Early recognition of possible pitfalls in histological diagnosis of celiac disease.

Scand J Gastroenterol

Department of Internal Medicine III, Division of Gastroenterology and Hepatology, Medical University of Vienna, Vienna , Austria.

Published: March 2016

AI Article Synopsis

  • A detailed assessment of duodenal biopsies by pathologists is crucial for accurately diagnosing celiac disease (CelD), as inaccuracies can lead to misdiagnosis.
  • In a study involving 52 patients suspected of misdiagnosis, the original diagnosis was only confirmed in 27% of cases, with the quality of histological evaluations being significantly lower in dismissed diagnoses.
  • Implementing a histology quality score (HQS) can help physicians better evaluate biopsy reports, reducing false-positive rates and improving diagnostic accuracy for celiac disease.

Article Abstract

Objective: A state-of-the-art assessment of duodenal biopsies by the pathologist in the diagnosis of celiac disease (CelD) is of highest importance. However, inaccurate characterization of specific features can lead to misdiagnosis. Our hypothesis is that a detailed histological report guarantees a good quality and helps in the primary diagnostic process by preventing false-positive diagnosis of CelD.
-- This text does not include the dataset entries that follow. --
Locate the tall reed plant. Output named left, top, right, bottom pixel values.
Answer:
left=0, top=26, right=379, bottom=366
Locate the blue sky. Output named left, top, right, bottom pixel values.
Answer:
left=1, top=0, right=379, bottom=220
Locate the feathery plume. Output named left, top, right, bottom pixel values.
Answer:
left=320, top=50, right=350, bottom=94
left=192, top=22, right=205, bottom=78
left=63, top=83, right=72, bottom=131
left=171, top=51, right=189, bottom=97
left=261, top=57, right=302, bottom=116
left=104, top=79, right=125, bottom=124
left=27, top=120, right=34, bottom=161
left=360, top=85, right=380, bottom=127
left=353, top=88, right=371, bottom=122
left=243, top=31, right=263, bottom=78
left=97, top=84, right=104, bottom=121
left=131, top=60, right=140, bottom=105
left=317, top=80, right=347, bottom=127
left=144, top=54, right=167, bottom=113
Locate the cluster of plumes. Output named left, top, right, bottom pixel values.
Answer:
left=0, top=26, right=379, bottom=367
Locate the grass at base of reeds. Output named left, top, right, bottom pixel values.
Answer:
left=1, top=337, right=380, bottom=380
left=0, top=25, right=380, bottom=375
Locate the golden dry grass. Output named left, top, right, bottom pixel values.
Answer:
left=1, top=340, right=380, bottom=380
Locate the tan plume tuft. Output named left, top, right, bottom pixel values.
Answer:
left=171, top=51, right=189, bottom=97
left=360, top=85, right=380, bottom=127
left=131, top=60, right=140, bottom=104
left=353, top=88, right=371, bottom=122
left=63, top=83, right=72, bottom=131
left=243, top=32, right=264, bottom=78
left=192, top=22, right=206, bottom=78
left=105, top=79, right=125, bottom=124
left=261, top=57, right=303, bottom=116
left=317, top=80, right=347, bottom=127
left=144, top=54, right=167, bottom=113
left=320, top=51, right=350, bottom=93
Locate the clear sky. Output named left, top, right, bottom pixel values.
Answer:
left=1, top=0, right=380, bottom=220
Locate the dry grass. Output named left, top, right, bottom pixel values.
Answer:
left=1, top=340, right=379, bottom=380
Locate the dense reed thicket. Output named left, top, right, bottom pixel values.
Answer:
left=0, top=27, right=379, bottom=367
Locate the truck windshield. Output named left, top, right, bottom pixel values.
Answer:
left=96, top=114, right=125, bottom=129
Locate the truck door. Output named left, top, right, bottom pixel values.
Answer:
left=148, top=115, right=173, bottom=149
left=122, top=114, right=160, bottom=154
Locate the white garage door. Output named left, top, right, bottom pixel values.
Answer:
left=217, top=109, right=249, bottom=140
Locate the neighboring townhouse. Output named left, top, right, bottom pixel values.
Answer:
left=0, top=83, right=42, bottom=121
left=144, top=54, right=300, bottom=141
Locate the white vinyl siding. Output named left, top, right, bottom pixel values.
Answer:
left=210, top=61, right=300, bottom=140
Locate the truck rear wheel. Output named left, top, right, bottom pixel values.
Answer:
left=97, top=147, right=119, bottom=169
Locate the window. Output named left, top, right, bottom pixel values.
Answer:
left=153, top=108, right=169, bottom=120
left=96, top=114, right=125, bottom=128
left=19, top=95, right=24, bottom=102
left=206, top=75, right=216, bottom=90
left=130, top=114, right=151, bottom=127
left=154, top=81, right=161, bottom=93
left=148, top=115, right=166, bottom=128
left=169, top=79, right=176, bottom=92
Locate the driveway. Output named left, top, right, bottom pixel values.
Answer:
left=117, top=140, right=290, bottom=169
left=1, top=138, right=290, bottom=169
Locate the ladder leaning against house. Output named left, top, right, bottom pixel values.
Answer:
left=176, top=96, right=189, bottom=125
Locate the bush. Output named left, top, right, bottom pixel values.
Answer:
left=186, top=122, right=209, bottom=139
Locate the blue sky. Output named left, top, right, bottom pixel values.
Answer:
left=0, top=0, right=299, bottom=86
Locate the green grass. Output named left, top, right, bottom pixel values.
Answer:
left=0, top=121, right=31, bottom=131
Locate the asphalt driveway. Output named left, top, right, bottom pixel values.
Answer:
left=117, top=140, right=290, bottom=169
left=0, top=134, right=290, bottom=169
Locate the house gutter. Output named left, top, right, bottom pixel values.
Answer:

Material And Methods: A total of 52 patients primarily diagnosed with CelD and suspicion of misdiagnosis were selected for this retrospective study. External histological reports of duodenal biopsies were obtained and later reassessed by an experienced in-house pathologist. For an objective evaluation a histology quality score (HQS) was created. Both pathological reports were compared and causes for a possible misdiagnosis were analyzed. Diagnostic systems by Catassi and Korponay-Szabo were compared with each other.

Results: The original diagnosis had been confirmed in 27% by our pathologist. The HQS was significantly lower (worse) in cases where the original diagnosis were dismissed than in confirmed CelD (p = 0.018). The new diagnostic approach by Catassi and Korponay-Szabo showed a sensitivity of 89% and 83%, respectively, a specificity of 97%, a positive predictive value of 94% and a negative predictive value of 94% and 92%, respectively.

Conclusions: A low quality of the histological evaluation can lead to a high probability of misdiagnosing CelD. By applying the HQS the physician can estimate whether the report is fraught with uncertainty. Ideally the score minimizes false-positive results and prevents a delay of the correct diagnosis.